But Fedor shocked the world yet again and didn't lose his fight this past weekend.
Now, he also didn't win, but that's beside the point. Fedor's legend is enough to give a man kidney stones, and that is how he vanquished his foe this weekend as Mitrione was unable to take the fight. And thank God for that.
With Fedor Emelianenko, more than any other fighter, people underestimate how far this sport has come since his prime. Today, Fedor struggles against middling light heavyweights fighting up a weight class, but people claim that he could still dominate in his prime. I know it was only eight years ago when he was still an unstoppable cyborg who absolutely annihilated opponents, but this sport has transformed in the last eight years.
I know Fedor has this invincibility to him, but let's look at another legend from that time, Matt Hughes. Looking at his resume, Hughes is the second best welterweight in UFC history. But if Hughes is in his prime today, does he come anywhere near the title picture? Hell no. His ceiling is probably a .500 fighter in the UFC, and you can make a pretty good argument that he wouldn't even win a fight in today's UFC. His wrestling pedigree isn't anything special, and his striking straight up sucked. Maybe he can bulldog his way through some strikers without enough takedown defense, or maybe he just takes beatings while going for sloppy takedowns. Either way, he's not anywhere near elite in today's UFC.

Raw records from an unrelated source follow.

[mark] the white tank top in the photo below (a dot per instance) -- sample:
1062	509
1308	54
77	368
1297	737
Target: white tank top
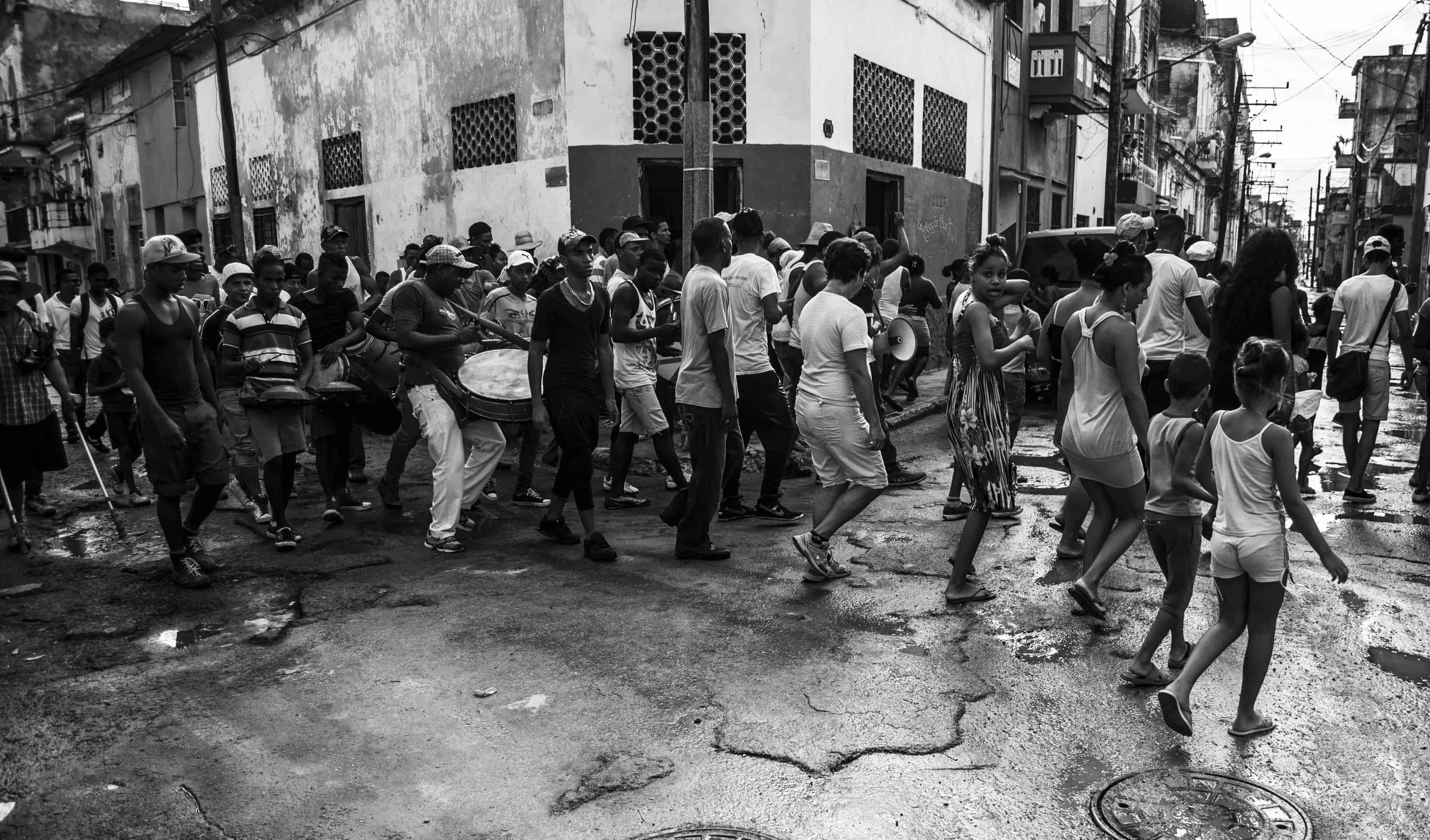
1246	485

It's the same story for Fedor. Fedor has powerful but sloppy striking, his sambo background helps him with throws, solid submissions and good body control, but there isn't one aspect of his game that you could say is elite. Because the heavyweight division is pretty weak right now, I could see Fedor having a solid career, but there is one kryptonite that he would never be able to overcome, and that is a good wrestler. Cain Velasquez, and hell, even Brock Lesnar, would be an absolute nightmare for Fedor. Wrestling is far superior to Sambo, and I think Fedor would learn that the hard way in today's MMA landscape. The only wrestlers that Fedor ever faced were Mark Coleman and Kevin Randleman, two guys who almost seemed proud of their total lack of jiu jitsu knowledge. And even with that, Fedor almost had his life ended by this:
Fedor still has a great claim of being the greatest fighter ever, much like Babe Ruth has a great claim of being the greatest baseball player ever. Sure, baseball has changed over the last century, but MMA has changed nearly as much over the last decade. It doesn't take away from their legacy, and that means they have nothing to prove today. Fedor stepping into the cage to fight is as relevant to me as Babe Ruth getting dug up to step up to the plate. It simply doesn't matter. Fedor didn't lose this weekend. To me, that's a win.